A new report from the Robert Wood Johnson Foundation and Trust for America’s Health shows obesity is on the rise and tops 30 percent in 12 states. Ten years ago, no state had an obesity rate above 24 percent.
The “F as in Fat: How Obesity Threatens America’s Future 2011” report ranks all 50 states and the District of Columbia. Florida ranked as the 29th most obese state in the nation, faring better than its counterparts in the South but still more than a quarter (26.1 percent) of the population
However, black adults in Florida have a significantly higher obesity rate: 38.8 percent compared to 24.1 percent for white adults.Of the younger population, 18.3 percent of children and adolescents in Florida are considered obese.
Obesity is associated with health problems and diseases like diabetes and high blood pressure.
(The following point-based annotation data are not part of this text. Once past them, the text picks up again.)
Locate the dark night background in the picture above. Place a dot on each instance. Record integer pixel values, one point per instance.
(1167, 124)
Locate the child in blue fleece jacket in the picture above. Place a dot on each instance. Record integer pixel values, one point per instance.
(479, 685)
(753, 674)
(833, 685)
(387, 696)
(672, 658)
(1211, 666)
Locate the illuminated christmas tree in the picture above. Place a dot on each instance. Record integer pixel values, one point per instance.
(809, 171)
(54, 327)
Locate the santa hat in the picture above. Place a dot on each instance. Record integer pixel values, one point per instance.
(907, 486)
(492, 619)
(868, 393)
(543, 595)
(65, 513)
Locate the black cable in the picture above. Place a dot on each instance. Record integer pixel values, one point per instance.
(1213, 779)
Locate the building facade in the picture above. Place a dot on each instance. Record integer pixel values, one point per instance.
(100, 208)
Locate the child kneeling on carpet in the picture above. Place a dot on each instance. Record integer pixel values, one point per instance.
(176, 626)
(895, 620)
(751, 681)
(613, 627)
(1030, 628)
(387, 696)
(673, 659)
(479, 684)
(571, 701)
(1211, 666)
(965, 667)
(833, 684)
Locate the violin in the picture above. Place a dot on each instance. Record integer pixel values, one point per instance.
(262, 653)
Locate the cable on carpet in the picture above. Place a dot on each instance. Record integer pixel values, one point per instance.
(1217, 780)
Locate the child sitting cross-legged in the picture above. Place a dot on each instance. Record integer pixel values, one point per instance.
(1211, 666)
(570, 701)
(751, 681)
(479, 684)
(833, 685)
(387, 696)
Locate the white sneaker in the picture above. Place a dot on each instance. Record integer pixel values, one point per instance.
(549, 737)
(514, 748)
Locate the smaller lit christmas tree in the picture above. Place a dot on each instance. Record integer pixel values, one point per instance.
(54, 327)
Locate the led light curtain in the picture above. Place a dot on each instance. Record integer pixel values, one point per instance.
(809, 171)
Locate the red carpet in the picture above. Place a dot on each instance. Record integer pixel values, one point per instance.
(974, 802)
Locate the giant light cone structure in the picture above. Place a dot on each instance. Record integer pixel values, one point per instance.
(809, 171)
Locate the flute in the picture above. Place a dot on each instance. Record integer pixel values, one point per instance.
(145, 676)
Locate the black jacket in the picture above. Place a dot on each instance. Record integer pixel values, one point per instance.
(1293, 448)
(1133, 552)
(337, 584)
It is also an indicator in poor birth outcomes — obesity was prevalent in 32 percent of infant deaths in Northeast Florida from 2005-2009, according to the Fetal and Infant Mortality Review.
The report includes the following recommendations for policymakers:
- Protect the Prevention and Public Health Fund: Protect the fund from cuts, use a significant portion for obesity prevention and do not use it to offset or justify cuts to other Center for Disease Control and Prevention (CDC) programs.
- Implementing the Healthy, Hunger-Free Kids Act: TFAH and RWJF recommend that the USDA issue a final rule as swiftly as possible regarding school meal regulations and issue strong standards for competitive food and beverages.
- Implementing the National Physical Activity Plan: Fully implement the policies, programs, and initiatives outlined in the National Physical Activity Plan. This includes a grassroots advocacy effort; a public education program; a national resource center; a policy development and research center; and dissemination of best practices.
- Restoring Cuts to Vital Programs: Restore $833 million in cuts made in the fiscal year 2011 continuing resolution and fully fund programs to improve nutrition in child care settings and nutrition assistance programs such as WIC.